Globally, increase in emission rates of greenhouse gases, e. g., CO2, present a threat to the world climate. As an estimate in the year 2000, over 20 million metric tons of CO2 were expected to be released in the atmosphere every year (Saxena et al., in press). If this trend continues, some extreme natural calamities are expected such as excessive rainfall and consequent floods, droughts, and local imbalances. Biomass is a carbon neutral resource in its life cycle and the primary contributor of greenhouse effect. Biomass is the fourth largest source of energy in the world after coal, petroleum, and natural gas, providing about 14% of the world’s primary energy consumption (Saxena et al., in press). Biomass is being considered as an important energy resource all over the world.

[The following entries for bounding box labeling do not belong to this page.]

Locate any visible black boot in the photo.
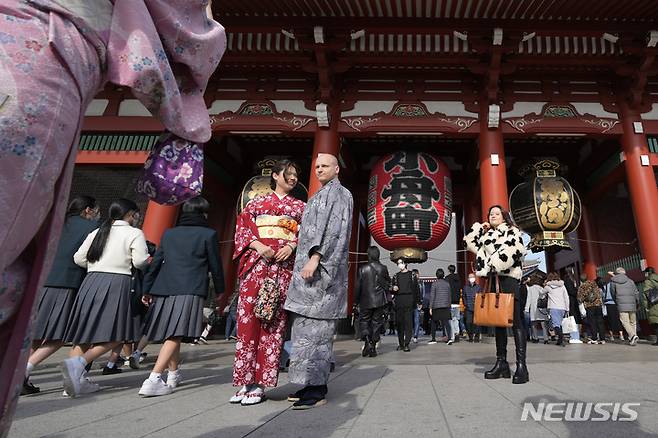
[555,327,566,347]
[361,336,372,357]
[512,328,530,383]
[370,340,377,357]
[484,328,512,379]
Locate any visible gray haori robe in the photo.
[285,178,352,319]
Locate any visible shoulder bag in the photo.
[473,275,514,327]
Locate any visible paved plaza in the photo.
[10,336,658,438]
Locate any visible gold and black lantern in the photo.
[510,160,581,252]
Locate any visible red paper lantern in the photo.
[368,151,452,262]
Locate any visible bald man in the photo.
[285,154,352,409]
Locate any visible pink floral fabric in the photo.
[233,193,305,387]
[0,0,226,436]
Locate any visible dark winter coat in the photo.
[429,278,452,309]
[144,226,224,298]
[354,261,391,309]
[610,274,640,312]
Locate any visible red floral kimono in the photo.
[233,193,305,387]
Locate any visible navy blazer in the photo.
[43,216,98,290]
[144,225,224,298]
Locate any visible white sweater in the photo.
[73,220,149,275]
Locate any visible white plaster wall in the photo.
[208,100,244,115]
[341,100,397,117]
[422,100,478,117]
[502,102,546,118]
[119,99,151,117]
[85,99,110,116]
[642,103,658,120]
[272,100,316,117]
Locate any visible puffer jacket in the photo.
[429,278,452,309]
[578,280,603,309]
[610,274,640,312]
[464,222,527,280]
[544,280,569,310]
[642,274,658,324]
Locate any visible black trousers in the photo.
[395,307,414,346]
[491,275,528,363]
[464,309,480,336]
[359,306,385,342]
[585,306,605,341]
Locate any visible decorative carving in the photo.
[343,116,380,131]
[505,116,541,134]
[439,116,477,132]
[274,111,313,131]
[580,117,619,134]
[239,103,274,116]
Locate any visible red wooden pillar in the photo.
[142,201,178,245]
[308,105,340,198]
[619,102,658,267]
[578,205,597,280]
[479,112,509,221]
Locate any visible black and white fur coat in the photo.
[464,222,527,280]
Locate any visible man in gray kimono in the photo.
[285,154,352,409]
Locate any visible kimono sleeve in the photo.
[73,231,98,269]
[130,229,150,270]
[233,199,259,260]
[308,192,352,258]
[142,243,165,294]
[489,227,526,272]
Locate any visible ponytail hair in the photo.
[87,198,139,263]
[66,195,97,219]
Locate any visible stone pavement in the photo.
[10,336,658,438]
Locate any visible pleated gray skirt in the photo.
[144,295,204,342]
[65,272,141,345]
[32,286,76,342]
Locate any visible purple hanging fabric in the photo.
[136,133,203,205]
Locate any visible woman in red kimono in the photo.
[230,160,305,406]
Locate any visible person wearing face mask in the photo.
[462,272,482,342]
[226,160,305,406]
[62,199,149,397]
[464,205,529,383]
[393,259,421,352]
[21,196,99,395]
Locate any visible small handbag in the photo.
[254,271,281,323]
[136,133,203,205]
[560,316,578,333]
[473,276,514,327]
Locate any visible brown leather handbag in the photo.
[473,276,514,327]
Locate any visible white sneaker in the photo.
[62,376,101,397]
[240,386,265,406]
[228,386,247,404]
[61,357,85,398]
[167,371,183,388]
[139,379,173,397]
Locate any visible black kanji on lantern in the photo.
[382,152,441,240]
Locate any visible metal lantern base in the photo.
[391,248,427,263]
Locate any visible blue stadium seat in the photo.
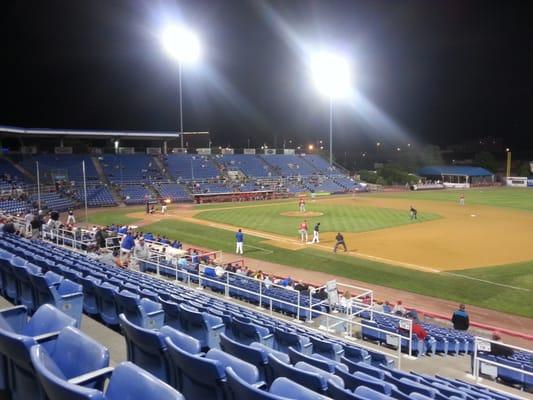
[274,328,313,354]
[94,282,119,327]
[231,317,274,347]
[355,386,394,400]
[27,327,109,400]
[30,271,83,327]
[159,325,202,354]
[309,336,344,362]
[78,275,102,316]
[11,263,41,314]
[0,304,76,400]
[119,314,175,386]
[165,338,259,400]
[115,290,165,329]
[180,304,225,349]
[36,362,185,400]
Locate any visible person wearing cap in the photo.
[452,304,470,331]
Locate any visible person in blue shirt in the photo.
[235,229,244,254]
[120,232,135,253]
[452,304,470,331]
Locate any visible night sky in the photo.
[0,0,533,152]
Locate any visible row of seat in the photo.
[1,231,524,399]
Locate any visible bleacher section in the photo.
[215,154,276,178]
[154,183,191,201]
[98,154,163,184]
[120,184,152,204]
[259,154,317,177]
[165,154,221,180]
[0,234,531,400]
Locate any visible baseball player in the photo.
[299,197,305,212]
[311,222,320,243]
[298,220,309,243]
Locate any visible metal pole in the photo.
[81,160,89,223]
[178,62,183,149]
[35,161,41,211]
[329,97,333,167]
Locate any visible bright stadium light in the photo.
[310,52,351,166]
[161,25,202,63]
[311,52,351,98]
[161,25,202,149]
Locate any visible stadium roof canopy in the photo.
[417,165,493,177]
[0,125,209,140]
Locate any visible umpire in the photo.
[333,232,348,253]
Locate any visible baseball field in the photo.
[90,188,533,317]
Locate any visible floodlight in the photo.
[161,25,202,63]
[311,52,351,98]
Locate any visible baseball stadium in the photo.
[0,1,533,400]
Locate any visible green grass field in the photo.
[196,201,439,236]
[372,187,533,211]
[90,189,533,317]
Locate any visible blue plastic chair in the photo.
[94,282,119,327]
[35,362,185,400]
[119,314,175,386]
[11,263,41,314]
[115,290,165,329]
[231,318,274,347]
[165,338,259,400]
[180,304,225,349]
[274,328,313,354]
[27,327,109,400]
[78,275,102,316]
[0,304,76,400]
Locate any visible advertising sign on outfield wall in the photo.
[505,176,528,187]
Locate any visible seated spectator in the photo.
[392,300,405,317]
[263,274,272,289]
[294,279,309,292]
[490,332,514,357]
[452,304,470,331]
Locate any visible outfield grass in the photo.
[369,188,533,211]
[196,201,439,236]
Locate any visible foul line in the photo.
[441,271,531,292]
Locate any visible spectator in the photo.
[120,231,135,253]
[392,300,405,317]
[452,304,470,331]
[490,332,514,357]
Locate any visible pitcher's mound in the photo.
[280,211,324,217]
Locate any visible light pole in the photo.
[311,52,351,166]
[161,25,201,149]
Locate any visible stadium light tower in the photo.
[311,52,351,166]
[161,25,202,149]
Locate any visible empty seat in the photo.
[274,328,313,354]
[30,271,83,327]
[165,338,259,400]
[27,327,109,400]
[115,290,165,329]
[309,336,344,362]
[180,304,224,349]
[11,263,41,314]
[94,282,119,326]
[231,318,274,347]
[119,314,174,386]
[160,325,202,354]
[0,304,76,400]
[78,275,102,316]
[35,362,184,400]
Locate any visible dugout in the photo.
[416,166,494,188]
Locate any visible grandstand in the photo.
[0,227,533,400]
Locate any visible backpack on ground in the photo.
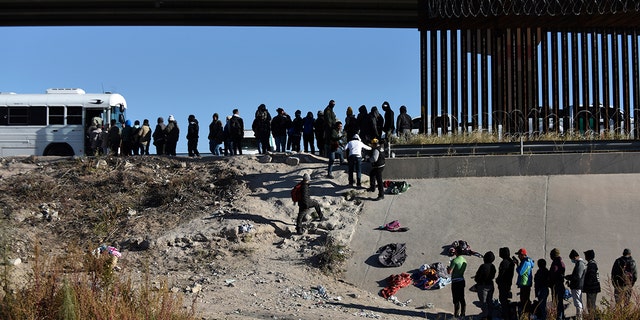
[376,243,407,267]
[229,116,244,137]
[291,182,302,203]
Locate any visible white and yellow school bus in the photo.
[0,89,127,157]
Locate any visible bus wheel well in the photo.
[43,142,75,157]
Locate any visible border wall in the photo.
[382,152,640,180]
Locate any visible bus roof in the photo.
[0,89,127,108]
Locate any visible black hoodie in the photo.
[496,247,516,289]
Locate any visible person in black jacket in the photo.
[187,114,200,158]
[164,115,180,157]
[611,249,638,304]
[549,248,566,320]
[368,138,385,200]
[382,101,396,141]
[153,117,167,155]
[271,108,292,152]
[474,251,496,320]
[533,259,549,320]
[296,173,324,234]
[496,247,516,320]
[582,250,600,316]
[251,103,271,154]
[396,106,413,139]
[289,110,304,152]
[313,110,327,157]
[207,113,224,156]
[565,250,587,320]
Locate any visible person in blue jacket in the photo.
[516,248,535,314]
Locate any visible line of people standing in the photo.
[449,247,638,320]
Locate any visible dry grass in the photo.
[391,130,632,145]
[0,244,196,320]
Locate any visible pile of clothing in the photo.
[413,262,451,289]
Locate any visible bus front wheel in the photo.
[43,143,74,157]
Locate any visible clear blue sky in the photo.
[0,27,420,152]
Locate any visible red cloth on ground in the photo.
[380,272,413,299]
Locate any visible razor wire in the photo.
[425,0,640,18]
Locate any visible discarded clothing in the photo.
[413,262,451,290]
[378,220,409,232]
[376,243,407,267]
[383,180,411,194]
[380,272,413,299]
[449,240,482,258]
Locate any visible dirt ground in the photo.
[0,154,428,319]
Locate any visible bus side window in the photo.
[0,107,8,126]
[67,107,82,124]
[9,107,29,125]
[29,107,47,126]
[49,107,64,125]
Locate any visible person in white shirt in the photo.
[345,134,371,188]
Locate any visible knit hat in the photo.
[584,250,596,260]
[569,249,580,259]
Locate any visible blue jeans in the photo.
[349,154,362,186]
[328,148,344,175]
[273,136,287,152]
[535,287,549,320]
[209,140,222,156]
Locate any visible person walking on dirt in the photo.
[611,249,638,304]
[549,248,566,320]
[496,247,516,320]
[516,248,535,314]
[447,247,467,318]
[345,133,371,188]
[296,173,324,234]
[368,138,385,200]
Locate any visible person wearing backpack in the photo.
[611,249,638,304]
[447,247,467,318]
[367,138,385,200]
[549,248,566,320]
[229,109,244,155]
[582,250,600,316]
[516,248,535,315]
[291,173,324,235]
[138,119,152,155]
[566,250,587,320]
[152,117,167,155]
[496,247,516,320]
[187,114,200,158]
[251,103,271,154]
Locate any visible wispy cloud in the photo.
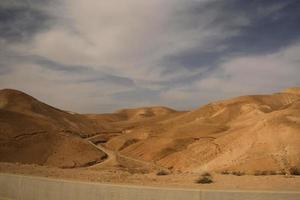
[0,0,300,112]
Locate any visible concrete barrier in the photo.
[0,173,300,200]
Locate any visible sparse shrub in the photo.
[289,167,300,176]
[156,169,170,176]
[196,172,213,184]
[201,172,211,177]
[221,170,230,175]
[254,170,268,176]
[269,171,277,175]
[232,171,245,176]
[196,176,213,184]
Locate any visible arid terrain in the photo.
[0,87,300,190]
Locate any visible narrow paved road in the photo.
[86,135,164,169]
[0,173,300,200]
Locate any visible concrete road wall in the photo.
[0,173,300,200]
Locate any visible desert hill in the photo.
[107,88,300,173]
[0,87,300,174]
[0,89,106,167]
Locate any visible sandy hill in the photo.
[87,106,178,122]
[107,88,300,173]
[0,87,300,173]
[0,89,105,167]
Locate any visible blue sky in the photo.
[0,0,300,113]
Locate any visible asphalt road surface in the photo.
[0,173,300,200]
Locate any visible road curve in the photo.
[0,173,300,200]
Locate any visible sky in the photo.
[0,0,300,113]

In order to reduce greenhouse gas emissions from energy consumption, several policy alternatives such as emission taxes and tradable emission permits have been proposed. These mitigation policies are likely to enhance the competitive advantage of biomass energy over fossil fuels as the former can displace CO2 emissions from the latter. However, it is well understood that the conversion of biomass to bioenergy requires additional energy inputs, most often provided in some form of fossil fuel. The life cycle energy balance of a biomass compared to conventional fossil fuel should be positive, but depending on the processing choices, the cumulative fossil energy demand might, at times, only be marginally lower or even higher than that of liquid fossil fuels. Bioenergy systems should be compared to conventional fuel ones from a point of view of a life cycle basis, or using LCA.